本笔记本演示如何将 TensorFlow Datasets 加载为下游使用的 Document 格式。

安装

您需要安装 tensorflow 和 tensorflow-datasets Python 包。

pip install -qU  tensorflow

pip install -qU  tensorflow-datasets

示例

以 mlqa/en 数据集为例。

MLQA（多语言问答数据集）是一个用于评估多语言问答性能的基准数据集。
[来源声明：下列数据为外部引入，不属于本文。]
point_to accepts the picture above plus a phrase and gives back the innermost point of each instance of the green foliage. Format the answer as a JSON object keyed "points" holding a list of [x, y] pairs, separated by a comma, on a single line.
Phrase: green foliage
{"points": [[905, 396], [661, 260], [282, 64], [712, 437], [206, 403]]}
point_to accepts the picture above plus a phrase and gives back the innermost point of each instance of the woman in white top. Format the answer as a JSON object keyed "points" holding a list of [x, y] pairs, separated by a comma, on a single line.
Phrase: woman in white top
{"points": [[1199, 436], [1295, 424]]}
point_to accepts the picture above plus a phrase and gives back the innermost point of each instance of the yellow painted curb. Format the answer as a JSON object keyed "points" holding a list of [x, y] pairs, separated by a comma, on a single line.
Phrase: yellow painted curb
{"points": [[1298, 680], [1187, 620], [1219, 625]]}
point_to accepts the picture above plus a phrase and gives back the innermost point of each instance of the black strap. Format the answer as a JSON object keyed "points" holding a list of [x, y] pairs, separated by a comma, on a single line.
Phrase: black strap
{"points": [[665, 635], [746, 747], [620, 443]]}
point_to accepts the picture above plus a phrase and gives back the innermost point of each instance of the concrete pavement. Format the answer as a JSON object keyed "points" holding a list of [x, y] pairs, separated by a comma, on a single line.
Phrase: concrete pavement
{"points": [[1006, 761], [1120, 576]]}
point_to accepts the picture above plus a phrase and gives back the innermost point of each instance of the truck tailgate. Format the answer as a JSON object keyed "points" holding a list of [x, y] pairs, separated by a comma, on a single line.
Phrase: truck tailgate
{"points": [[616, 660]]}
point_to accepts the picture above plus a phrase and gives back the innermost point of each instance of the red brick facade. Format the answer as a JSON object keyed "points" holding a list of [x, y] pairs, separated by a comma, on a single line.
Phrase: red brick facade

包含 7 种语言：阿拉伯语、德语、西班牙语、英语、印地语、越南语、中文。

主页：github.com/facebookresearch/MLQA

源码：tfds.datasets.mlqa.Builder

下载大小：72.21 MiB

# `mlqa/en` 数据集的特征结构：

FeaturesDict(
    {
        "answers": Sequence(
            {
                "answer_start": int32,
                "text": Text(shape=(), dtype=string),
            }
        ),
        "context": Text(shape=(), dtype=string),
        "id": string,
        "question": Text(shape=(), dtype=string),
        "title": Text(shape=(), dtype=string),
    }
)

import tensorflow as tf
import tensorflow_datasets as tfds

# 直接访问此数据集：
ds = tfds.load("mlqa/en", split="test")
ds = ds.take(1)  # 仅取一个示例
ds

<_TakeDataset element_spec={'answers': {'answer_start': TensorSpec(shape=(None,), dtype=tf.int32, name=None), 'text': TensorSpec(shape=(None,), dtype=tf.string, name=None)}, 'context': TensorSpec(shape=(), dtype=tf.string, name=None), 'id': TensorSpec(shape=(), dtype=tf.string, name=None), 'question': TensorSpec(shape=(), dtype=tf.string, name=None), 'title': TensorSpec(shape=(), dtype=tf.string, name=None)}>

现在需要创建一个自定义函数，将数据集样本转换为 Document。这是必要的步骤，因为 TF 数据集没有标准格式，所以需要自定义转换函数。使用 context 字段作为 Document.page_content，其他字段放入 Document.metadata。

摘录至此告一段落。